An edible wild plant that looked like a sunflower, had a mysterious name, and was harvested for generations by everyone from the Mi’kmaq on? Let me tell you that I was hooked immediately on that wild plant with the odd name. The friend needn’t have added it was connected with early French explorers and a wild Canadian plant was widely cultivated in Europe at one time, but this revelation further increased my fascination with it.

Today I have a slim file of information on the Jerusalem artichoke, which I’ve been compiling since being introduced to it. I learned some interesting things, like the origin of its name and the fact that French explorers took the plant from Canada to France where it became widely used and played a minor role in agricultural history. Once, French peasants rose up in rebellion over taxation of the vegetables they cultivated, claiming the popular Jerusalem artichoke should be exempt on grounds that it matured with little or no care.

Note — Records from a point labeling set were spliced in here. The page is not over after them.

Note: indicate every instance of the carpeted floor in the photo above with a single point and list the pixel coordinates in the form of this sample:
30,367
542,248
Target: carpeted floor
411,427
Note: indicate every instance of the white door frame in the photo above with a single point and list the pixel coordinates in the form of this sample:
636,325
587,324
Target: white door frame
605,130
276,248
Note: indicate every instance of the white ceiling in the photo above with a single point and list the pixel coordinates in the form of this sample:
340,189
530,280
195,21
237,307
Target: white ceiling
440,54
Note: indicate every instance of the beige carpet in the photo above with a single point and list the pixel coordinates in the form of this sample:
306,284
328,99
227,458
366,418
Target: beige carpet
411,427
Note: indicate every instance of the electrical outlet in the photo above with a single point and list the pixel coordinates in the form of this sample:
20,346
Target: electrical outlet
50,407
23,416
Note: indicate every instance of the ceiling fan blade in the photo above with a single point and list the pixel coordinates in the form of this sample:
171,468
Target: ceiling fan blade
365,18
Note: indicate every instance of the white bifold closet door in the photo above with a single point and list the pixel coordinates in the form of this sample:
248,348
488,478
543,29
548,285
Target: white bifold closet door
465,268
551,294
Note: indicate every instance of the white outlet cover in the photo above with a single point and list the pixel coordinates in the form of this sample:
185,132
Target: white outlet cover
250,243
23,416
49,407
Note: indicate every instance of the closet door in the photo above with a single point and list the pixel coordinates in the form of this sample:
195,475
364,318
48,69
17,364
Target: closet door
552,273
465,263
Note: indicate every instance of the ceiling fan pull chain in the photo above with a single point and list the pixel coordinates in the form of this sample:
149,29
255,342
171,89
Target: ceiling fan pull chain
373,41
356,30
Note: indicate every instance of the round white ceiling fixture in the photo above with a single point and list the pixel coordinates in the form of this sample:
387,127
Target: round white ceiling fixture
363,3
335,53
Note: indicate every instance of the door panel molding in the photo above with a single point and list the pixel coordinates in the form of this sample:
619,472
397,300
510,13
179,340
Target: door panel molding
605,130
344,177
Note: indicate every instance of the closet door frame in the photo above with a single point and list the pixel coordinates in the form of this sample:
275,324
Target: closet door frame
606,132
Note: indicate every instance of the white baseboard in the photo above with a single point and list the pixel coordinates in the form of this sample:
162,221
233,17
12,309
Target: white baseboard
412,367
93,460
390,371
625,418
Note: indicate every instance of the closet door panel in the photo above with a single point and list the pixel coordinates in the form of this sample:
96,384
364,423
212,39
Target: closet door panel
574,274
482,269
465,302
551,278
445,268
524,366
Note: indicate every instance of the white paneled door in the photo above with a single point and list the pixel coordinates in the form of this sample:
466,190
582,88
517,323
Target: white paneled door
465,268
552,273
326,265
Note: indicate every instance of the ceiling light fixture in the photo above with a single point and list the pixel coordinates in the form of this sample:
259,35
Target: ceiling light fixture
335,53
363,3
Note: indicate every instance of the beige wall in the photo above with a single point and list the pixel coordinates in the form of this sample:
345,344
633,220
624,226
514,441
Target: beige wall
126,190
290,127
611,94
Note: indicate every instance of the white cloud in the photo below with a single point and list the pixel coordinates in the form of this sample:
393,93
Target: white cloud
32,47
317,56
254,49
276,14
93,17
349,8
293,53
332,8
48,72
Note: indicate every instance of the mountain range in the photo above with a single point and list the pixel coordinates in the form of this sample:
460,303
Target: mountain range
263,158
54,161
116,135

One of the first things I discovered was that the plant is a cousin of the sunflower and not related to the artichoke. Nor does it come from Jerusalem. In the History and Social Influence of the Potato (1949) Redcliffe Salaman lumps the Jerusalem artichoke with various root crops that once were common in 17th and 18th century marketplaces of Europe.

The plant is native to Canada. The French explorers Champlain and Lescarbot found Indians cultivating it as a food and decided to take it home. The Jerusalem artichoke reached France circa 1607 and within a decade was being grown in England. Salaman says it was received “in court circles in France with much enthusiasm” and was soon common in the marketplace. Unfortunately it was competing with another relatively new tuber, the potato, which was found to be more acceptable in the kitchen, easier to cultivate and more edible.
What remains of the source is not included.